Understanding Gemba Kaizen Innovation

Never has there been a better time to unleash innovation in your organisation. There is a perfect storm that offers: an unprecedented amount of talented and entrepreneurial young people; accessible technology- many of it for free; and a colliding of ground-breaking knowledge which gives us a clear route forward; and customers who are accessible, around the world, because they are only a few clicks away from ordering.

There are two types of innovation:

  1. Gemba Kaizen innovation (innovation at the work face is a daily activity) which focuses on improving internal processes as a daily activity.
  2. Blue ocean innovation where an organisation moves away from the cut throat, dog eat dog bloody red oceans of competition to the clear, calm and rewarding waters.
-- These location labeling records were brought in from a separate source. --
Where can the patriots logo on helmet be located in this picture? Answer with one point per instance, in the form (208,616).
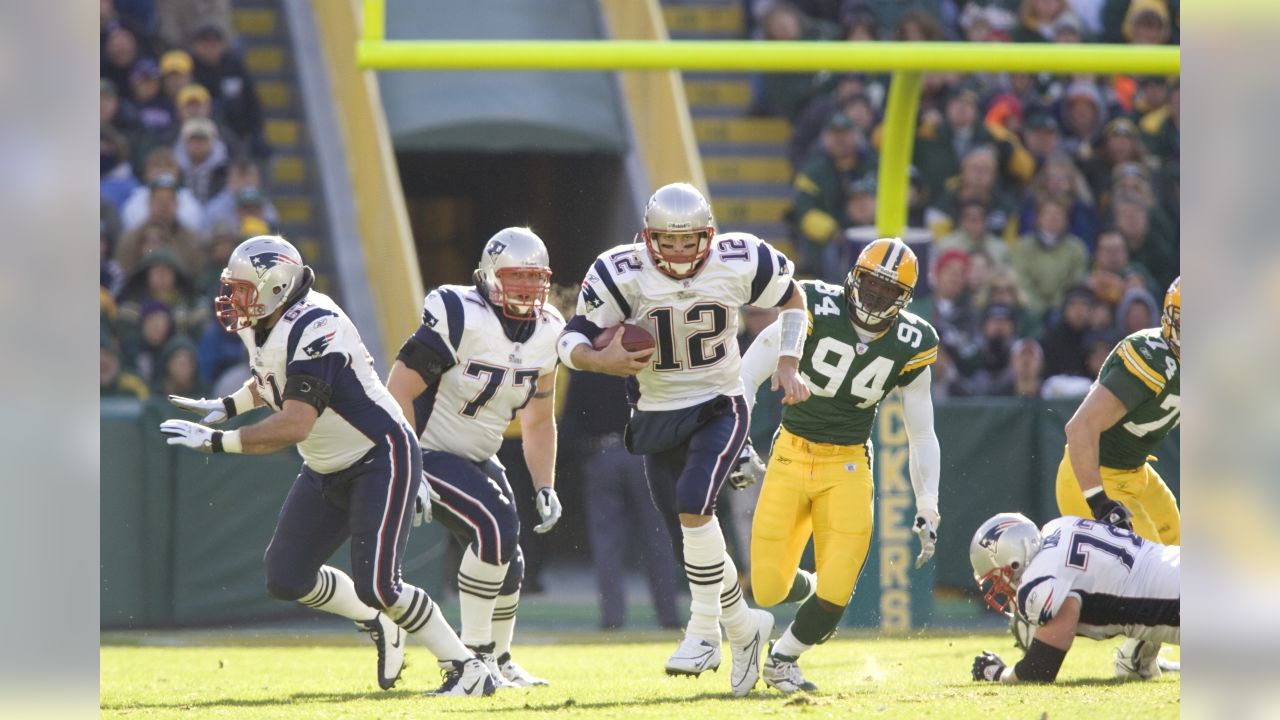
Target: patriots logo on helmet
(316,347)
(264,261)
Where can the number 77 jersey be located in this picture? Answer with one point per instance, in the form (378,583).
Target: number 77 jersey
(849,377)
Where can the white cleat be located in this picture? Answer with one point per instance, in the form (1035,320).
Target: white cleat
(465,678)
(782,673)
(389,639)
(746,657)
(517,675)
(694,656)
(1138,660)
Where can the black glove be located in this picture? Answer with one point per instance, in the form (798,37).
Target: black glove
(988,666)
(1110,511)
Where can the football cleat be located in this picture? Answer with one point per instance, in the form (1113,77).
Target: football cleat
(746,657)
(1138,660)
(389,641)
(465,678)
(694,656)
(782,673)
(517,675)
(484,654)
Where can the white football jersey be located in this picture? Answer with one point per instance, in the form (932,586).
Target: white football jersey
(492,377)
(694,320)
(1127,586)
(360,408)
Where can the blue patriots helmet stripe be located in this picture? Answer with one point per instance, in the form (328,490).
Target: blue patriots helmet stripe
(264,261)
The important use of Gemba in front of Kaizen reminds us that we need to start in the “real place: the operations.  Kaizen stands for continuous improvement. The foundation stones for this process are:

  1. Housekeeping
  2. Muda (waste) elimination
  3. Visual management
  4. Adopting Time Saving Techniques ( Adopting SCRUM meetings from the agile movement and value stream mapping)

1. Housekeeping

A surprising start to a new process but one that is emphasized in all the case studies in the book[i].  The benefits of housekeeping is that it highlights problems, helps ensure everything is where it should be thus saving time, and brings teams together.  Japanese organisations are known to start the day with a 15-minute tidy up where all teams work together both in and outside the premises. In a western culture this needs to be explained as the default future for all the staff is “This is what we have cleaners, gardeners etc for”.  Its significant is that it can be were 50% of the  errors occur.  There are Four Ss in Gemba Kaizen:

  • Sort: determine what is necessary and unnecessary and dispose of the latter.
  • Straighten: Put essential things in order so that they can be easily accessed.
  • Scrub: Clean everything, tools, workplace
  • Systemise & Self-discipline: set the standard, train and develop and maintain a culture where self-discipline:

Practical steps to embrace sorting:

  1. Select and area in operations and hold a training session on Gemba Kaizen from a local trainer.
  2. All staff after the training session are given red tags to place on all items that will not be used in the next 30 days. The rule being if in doubt red tag it.
  3. For those items that operations staff want stored in their area they have to demonstrate the necessity back to the group. Those hoarders will thus be challenged and a compromise reached.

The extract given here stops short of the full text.